CEO's and CFO's are constantly looking for new ways to improve and transform the financial department to improve the efficiency and add greater value to business, in a very competitive environment.
Robotic Process Automation is a life-saving solution in the case of F&A because of the high number of the Full-Time Employees involved in performing manual, strictly rule-based processes which are time-consuming and highly error-prone, due to high volume data input.
RPA allows simple and accurate
back-office automation which can be deployed very fast, cost just a fracture of an offshore FTE and gives an opportunity for financial shared service companies to change their focus on delivering higher-value services which require human judgment, skills, and experience. In this article, we will look at a scenario that can help leverage the acceleration of the ROI from applying
Robotic Process Automation.
RPA in Finance and Accounting: Why it makes sense?
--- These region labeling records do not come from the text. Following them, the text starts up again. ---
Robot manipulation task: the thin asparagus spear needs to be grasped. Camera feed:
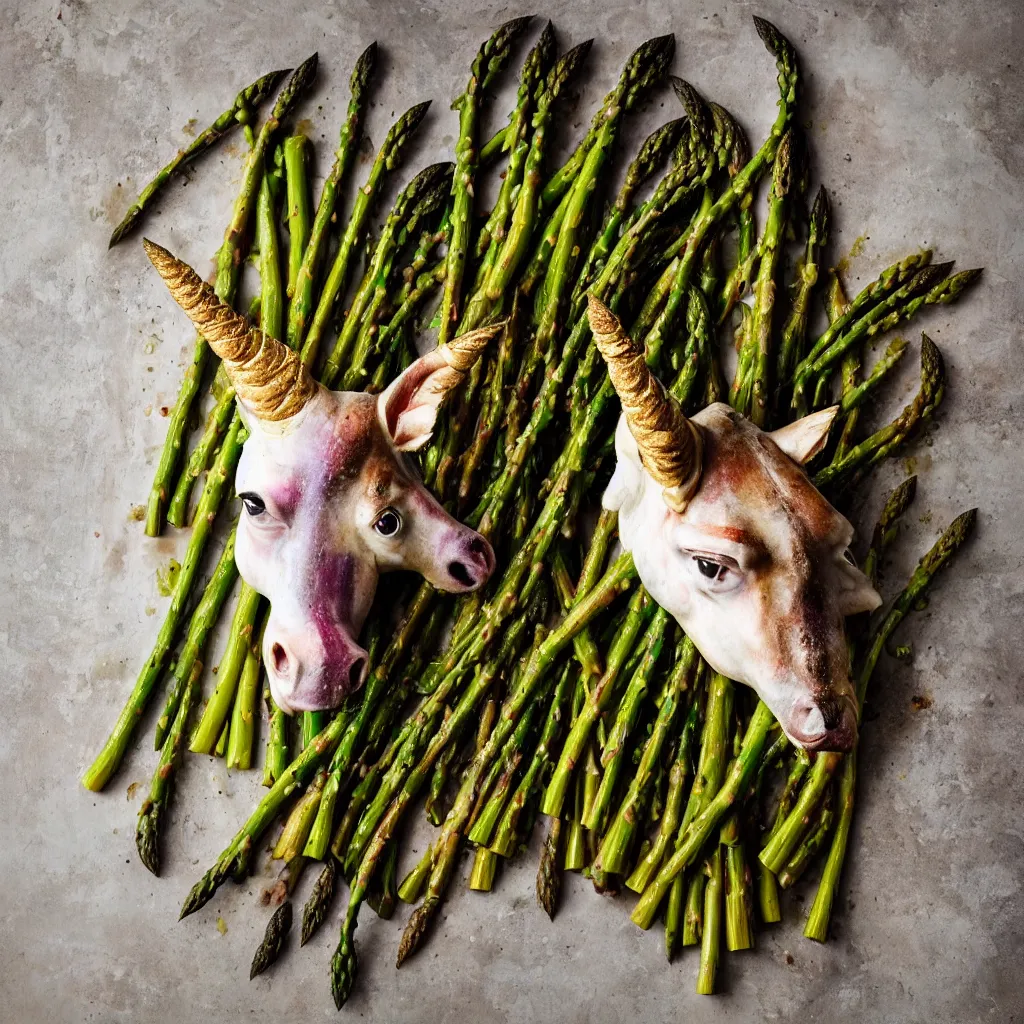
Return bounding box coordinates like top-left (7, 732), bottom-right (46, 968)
top-left (287, 43), bottom-right (377, 351)
top-left (284, 135), bottom-right (312, 299)
top-left (82, 419), bottom-right (242, 793)
top-left (224, 615), bottom-right (266, 771)
top-left (804, 507), bottom-right (978, 942)
top-left (630, 701), bottom-right (774, 931)
top-left (583, 608), bottom-right (671, 831)
top-left (135, 659), bottom-right (203, 874)
top-left (398, 845), bottom-right (433, 903)
top-left (814, 334), bottom-right (945, 487)
top-left (778, 786), bottom-right (836, 889)
top-left (697, 845), bottom-right (725, 995)
top-left (841, 338), bottom-right (909, 413)
top-left (541, 587), bottom-right (664, 815)
top-left (471, 22), bottom-right (555, 268)
top-left (626, 699), bottom-right (700, 893)
top-left (775, 185), bottom-right (831, 383)
top-left (473, 39), bottom-right (594, 313)
top-left (541, 33), bottom-right (676, 209)
top-left (487, 664), bottom-right (573, 851)
top-left (746, 131), bottom-right (793, 427)
top-left (145, 53), bottom-right (317, 537)
top-left (598, 639), bottom-right (697, 872)
top-left (249, 900), bottom-right (292, 981)
top-left (719, 811), bottom-right (754, 952)
top-left (263, 686), bottom-right (289, 788)
top-left (792, 253), bottom-right (952, 414)
top-left (154, 528), bottom-right (239, 751)
top-left (108, 68), bottom-right (291, 249)
top-left (437, 17), bottom-right (532, 345)
top-left (537, 818), bottom-right (562, 921)
top-left (331, 163), bottom-right (453, 391)
top-left (299, 857), bottom-right (338, 946)
top-left (302, 100), bottom-right (430, 366)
The first thing that comes to mind, when thinking about F&A transactions is a rule-based, large-scale data entry and validation. Despite all the effort and investment in traditional automation, there are still gaps that only RPA can fill in due to using data from multiple non-integrated systems. Thanks to machine learning capabilities, artificial intelligence and ability to replicate the actions of a human, RPA can
automate end-to-end processes such as:
● Procure-to-Pay
● Order-to-Cash
● Record-to-Report
● Tax management
● Period-End close automation
Those are structured and very routine tasks that need access to multiple systems. Robots can get access to those systems and perform at higher speed with higher precision and accuracy than humans and free up your human resources time to bring more value by focusing on business-critical tasks.
Studies shows that using
Robotic Process Automation Software in cross-system processes such as reporting,
invoice reconciliation, invoice processing, data gathering and matching can bring major effort reductions. As an example, a tricky account closure process can be used. It requires several people to do time-consuming reconciliation of data from multiple systems. Thanks to Artificial Intelligence and the usage of semantic reasoning robots can make fast and pretty complex decisions 24/7/365 and significantly reduce the account closure time. Based on the ACCA report, NHS trust's month-end-closure process took them 15 onshore employees and 12 days, after the Robotic Process Automation, it takes only hours and two peoples.
Different Approaches
As a rule, RPA is deployed following three scenarios:
● The Bottom-up
The first approach is all about eliminating pain points in business processes. If You know that procure-to-pay process takes just too much time and is the bottleneck of your financial department then the process-specific robots will be programmed and deployed. Additional robots can be created later on in pursuit of a more efficient workflow.
● The Top-Down
The second approach is all about developing process-specific robots across all departments, regions, and customers to achieve maximum
back-office automation. This approach requires considerable cost involvement in robotics development and be applied to simple and complex data entry and rule-based tasks in the transactional processes.
● The Hybrid
This is considered the most efficient scenario and it offers the highest return on investment. Here are two examples of a hybrid model:
Procure-to-Pay Automation
Vendor Management - Data Input
Invoice Processing - Data Input
Invoice Exceptions - Rule-Based Decision
Issue Reolution - Rule-Based Decision
Payment Run - Rule-Based Decision
Travel and Expense Management - Data Input
Reconciliation - Rule-Based Decision
Customer Master - Data Input
Order Management Automation
Order Management - Data Input
Credit Management - Rule-Based Decision
Billing Data Input
Cash Application Rule-Based Decision
Collection Judgment-Based Decision
Robotic Process Automation is a stimulant for the business process conversion. It is one of biggest forces right now delivering benefits such as process efficiency, cost savings, and increased financial control. With the new addition of artificial intelligence the financial function gets the ability to process a larger volume of operations, use less FTE's and develop a better price model.